Hello! I have tried searching for a solution to this question, but I suspect I am not wording it/using the proper terminology so I thought I’d ask for your help. Sorry in advanced if this is a semi common question.
I have a map that I imported as a .obj. It is a single, large mesh (monolithic I think is how you might call it?). I can’t import it into unity due to the vertex max count, which is fine. The object is 250k, the max I can import is 60k. Anywhere I read online suggests to break the .obj into different parts. I am not sure how to do this.
Ideally, I could break it into a grid. Ie: 3x3, or into columns/lines. However, I can’t find anything really reliable to do this. The best option I’ve seen so far is perhaps to scale a cube, add a boolean difference, and cut it manually. But this seems somewhat sloppy and also is pretty laggy/messy.
Any tips in the right direction or alternatives would be much appreciated. Thank you for the help and again sorry if this is somewhat common, I couldn’t find the right kind of tutorial when I used words like “divide, split, separate, etc.”

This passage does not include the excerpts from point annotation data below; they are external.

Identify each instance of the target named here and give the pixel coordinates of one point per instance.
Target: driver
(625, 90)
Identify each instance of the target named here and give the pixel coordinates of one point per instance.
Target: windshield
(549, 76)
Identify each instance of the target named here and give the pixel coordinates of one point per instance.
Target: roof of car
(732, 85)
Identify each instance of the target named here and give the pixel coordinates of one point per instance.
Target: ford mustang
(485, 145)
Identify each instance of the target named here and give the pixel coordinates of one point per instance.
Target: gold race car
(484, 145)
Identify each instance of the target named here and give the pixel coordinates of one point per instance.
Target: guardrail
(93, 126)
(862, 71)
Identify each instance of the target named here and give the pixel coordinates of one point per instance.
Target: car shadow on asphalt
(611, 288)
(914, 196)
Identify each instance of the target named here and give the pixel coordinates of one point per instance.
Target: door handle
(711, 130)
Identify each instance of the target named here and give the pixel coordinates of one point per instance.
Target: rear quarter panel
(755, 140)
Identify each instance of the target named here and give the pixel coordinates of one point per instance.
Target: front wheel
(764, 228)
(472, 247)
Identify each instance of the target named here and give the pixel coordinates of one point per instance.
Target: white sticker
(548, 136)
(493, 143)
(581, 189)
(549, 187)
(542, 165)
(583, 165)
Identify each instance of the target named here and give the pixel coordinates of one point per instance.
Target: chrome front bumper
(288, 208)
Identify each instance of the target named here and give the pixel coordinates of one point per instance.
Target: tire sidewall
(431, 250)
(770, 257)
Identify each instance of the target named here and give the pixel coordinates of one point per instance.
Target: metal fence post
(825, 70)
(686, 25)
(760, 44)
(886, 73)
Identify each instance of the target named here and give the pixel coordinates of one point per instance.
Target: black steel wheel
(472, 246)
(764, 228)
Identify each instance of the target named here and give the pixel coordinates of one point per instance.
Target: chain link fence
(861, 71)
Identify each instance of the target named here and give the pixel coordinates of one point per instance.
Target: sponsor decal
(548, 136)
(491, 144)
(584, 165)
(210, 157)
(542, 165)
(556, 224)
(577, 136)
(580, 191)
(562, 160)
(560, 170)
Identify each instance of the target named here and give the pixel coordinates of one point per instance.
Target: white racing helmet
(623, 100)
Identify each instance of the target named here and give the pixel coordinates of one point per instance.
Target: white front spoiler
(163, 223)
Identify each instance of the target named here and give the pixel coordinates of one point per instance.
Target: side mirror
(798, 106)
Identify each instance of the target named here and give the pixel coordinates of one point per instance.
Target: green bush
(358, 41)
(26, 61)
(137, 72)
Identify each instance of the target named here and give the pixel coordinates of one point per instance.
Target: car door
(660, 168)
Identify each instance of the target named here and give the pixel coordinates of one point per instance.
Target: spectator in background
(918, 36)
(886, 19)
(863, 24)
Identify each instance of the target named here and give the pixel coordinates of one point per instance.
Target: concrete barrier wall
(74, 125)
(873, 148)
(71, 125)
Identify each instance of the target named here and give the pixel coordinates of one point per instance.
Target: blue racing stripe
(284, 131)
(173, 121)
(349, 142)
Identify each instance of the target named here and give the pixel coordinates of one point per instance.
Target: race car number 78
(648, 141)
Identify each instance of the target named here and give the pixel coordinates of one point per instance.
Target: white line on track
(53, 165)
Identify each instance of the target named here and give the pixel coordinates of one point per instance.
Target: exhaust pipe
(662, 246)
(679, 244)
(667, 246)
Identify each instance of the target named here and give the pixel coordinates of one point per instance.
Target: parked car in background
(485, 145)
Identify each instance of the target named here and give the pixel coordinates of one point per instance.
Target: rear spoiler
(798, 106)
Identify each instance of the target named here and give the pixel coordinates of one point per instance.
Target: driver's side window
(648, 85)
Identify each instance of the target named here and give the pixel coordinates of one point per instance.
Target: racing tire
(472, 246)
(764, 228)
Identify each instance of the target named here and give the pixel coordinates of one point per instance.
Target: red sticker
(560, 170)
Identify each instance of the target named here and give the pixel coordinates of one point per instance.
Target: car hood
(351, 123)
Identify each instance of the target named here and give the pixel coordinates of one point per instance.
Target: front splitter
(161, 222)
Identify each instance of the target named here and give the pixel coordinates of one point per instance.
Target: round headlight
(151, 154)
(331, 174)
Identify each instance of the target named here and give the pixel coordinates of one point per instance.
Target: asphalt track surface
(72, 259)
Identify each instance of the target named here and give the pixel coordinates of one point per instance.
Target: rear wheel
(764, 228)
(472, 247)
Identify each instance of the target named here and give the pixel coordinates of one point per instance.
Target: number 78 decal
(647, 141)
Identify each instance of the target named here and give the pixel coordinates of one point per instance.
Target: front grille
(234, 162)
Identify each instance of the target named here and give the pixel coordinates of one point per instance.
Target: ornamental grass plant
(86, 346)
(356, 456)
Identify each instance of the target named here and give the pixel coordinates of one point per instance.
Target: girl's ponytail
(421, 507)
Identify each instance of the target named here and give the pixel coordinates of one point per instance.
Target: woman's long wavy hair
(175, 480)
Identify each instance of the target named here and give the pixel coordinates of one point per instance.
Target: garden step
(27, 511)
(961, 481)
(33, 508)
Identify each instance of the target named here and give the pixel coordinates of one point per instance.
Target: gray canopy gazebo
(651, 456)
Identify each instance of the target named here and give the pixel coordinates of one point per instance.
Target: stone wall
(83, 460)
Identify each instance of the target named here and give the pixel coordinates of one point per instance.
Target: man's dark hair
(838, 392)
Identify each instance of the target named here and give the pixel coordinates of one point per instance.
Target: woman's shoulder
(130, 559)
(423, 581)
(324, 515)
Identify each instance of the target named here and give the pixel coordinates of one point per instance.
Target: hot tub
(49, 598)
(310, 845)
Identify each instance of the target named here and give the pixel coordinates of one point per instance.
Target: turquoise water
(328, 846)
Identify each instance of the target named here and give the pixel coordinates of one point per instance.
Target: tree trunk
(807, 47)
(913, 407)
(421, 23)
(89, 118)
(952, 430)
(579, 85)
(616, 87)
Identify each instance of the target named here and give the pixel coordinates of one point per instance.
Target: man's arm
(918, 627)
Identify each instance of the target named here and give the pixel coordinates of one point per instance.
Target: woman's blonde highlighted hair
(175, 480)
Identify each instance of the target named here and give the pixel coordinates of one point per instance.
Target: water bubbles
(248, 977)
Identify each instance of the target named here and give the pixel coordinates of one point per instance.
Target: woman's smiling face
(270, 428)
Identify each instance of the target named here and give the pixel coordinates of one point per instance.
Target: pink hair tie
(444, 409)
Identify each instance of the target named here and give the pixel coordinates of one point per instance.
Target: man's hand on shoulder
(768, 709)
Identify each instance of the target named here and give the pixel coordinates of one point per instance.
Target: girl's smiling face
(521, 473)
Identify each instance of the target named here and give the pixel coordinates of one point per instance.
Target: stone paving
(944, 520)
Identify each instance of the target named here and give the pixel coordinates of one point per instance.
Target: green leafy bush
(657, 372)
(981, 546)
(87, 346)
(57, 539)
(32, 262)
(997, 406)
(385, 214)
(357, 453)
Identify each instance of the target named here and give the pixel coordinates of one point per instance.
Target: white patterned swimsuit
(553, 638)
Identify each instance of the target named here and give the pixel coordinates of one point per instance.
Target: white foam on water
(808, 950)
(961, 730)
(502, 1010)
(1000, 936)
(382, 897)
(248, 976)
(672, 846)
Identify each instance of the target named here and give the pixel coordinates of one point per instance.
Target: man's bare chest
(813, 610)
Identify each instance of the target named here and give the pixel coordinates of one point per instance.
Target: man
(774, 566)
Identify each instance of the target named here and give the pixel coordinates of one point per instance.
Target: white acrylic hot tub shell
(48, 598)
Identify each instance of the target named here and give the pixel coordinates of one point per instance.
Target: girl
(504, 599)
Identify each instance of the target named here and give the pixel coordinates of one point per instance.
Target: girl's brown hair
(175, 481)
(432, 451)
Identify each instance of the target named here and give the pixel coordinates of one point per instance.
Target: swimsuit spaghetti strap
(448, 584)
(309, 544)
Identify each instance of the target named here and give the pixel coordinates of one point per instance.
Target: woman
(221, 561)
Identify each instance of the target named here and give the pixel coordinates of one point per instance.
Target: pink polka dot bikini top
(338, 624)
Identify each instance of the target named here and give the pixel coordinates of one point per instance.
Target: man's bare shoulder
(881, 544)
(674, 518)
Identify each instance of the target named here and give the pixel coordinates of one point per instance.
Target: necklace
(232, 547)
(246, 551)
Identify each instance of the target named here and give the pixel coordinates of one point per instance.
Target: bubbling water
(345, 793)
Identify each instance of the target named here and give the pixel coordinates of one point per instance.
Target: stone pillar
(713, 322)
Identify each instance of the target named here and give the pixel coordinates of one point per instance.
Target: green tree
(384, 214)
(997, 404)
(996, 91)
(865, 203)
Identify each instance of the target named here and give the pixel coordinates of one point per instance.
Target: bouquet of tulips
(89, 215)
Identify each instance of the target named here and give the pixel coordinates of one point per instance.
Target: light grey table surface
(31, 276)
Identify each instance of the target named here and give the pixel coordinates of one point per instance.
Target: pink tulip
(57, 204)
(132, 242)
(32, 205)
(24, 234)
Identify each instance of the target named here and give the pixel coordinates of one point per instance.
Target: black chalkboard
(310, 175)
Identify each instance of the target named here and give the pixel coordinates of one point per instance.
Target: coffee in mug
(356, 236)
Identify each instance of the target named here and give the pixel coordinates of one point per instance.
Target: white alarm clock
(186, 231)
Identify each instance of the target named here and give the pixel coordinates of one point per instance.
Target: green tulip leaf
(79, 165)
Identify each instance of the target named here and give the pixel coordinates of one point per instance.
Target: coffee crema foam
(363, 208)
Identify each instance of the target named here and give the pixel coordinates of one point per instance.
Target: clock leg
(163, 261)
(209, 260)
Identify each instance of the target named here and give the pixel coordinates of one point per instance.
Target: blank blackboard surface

Select the faces you want to separate, and press P to get the separate menu. Choose “selection”. Do this as many times as you need to break the mesh down.
or
create a grid out of plane (mesh), then use for cutting… more > Knife Tool (Knife Project)
or
split/separate using box select
or
multiply mesh & then delete duplicated parts/areas
or
as you proposed boolean using cube array
or
mix all of the above
Kind of hard to point you in the right direction without a .blend file to screenshot the process, but if it has a mesh to it and not just one solid plane extruded down to make it cube like then you can select a section of faces both top bottom and sides and then use “p” separate and repeat as needed to get the object down to required sizes as mentioned above. If it is a solid plane extruded then you can use the knife tool and slice it where you need and fill the faces that need to be filled. You may have to adjust the uv mapping when doing these methods otherwise you might end up with a funky looking result.
Here is a little rundown just shooting in the dark here.
Selected the faces I wanted to make a separate mesh
Then once done filling then you end up with 4 separate objects, but as I mentioned you may need to unwrap over again being the objects are not the same original object mesh.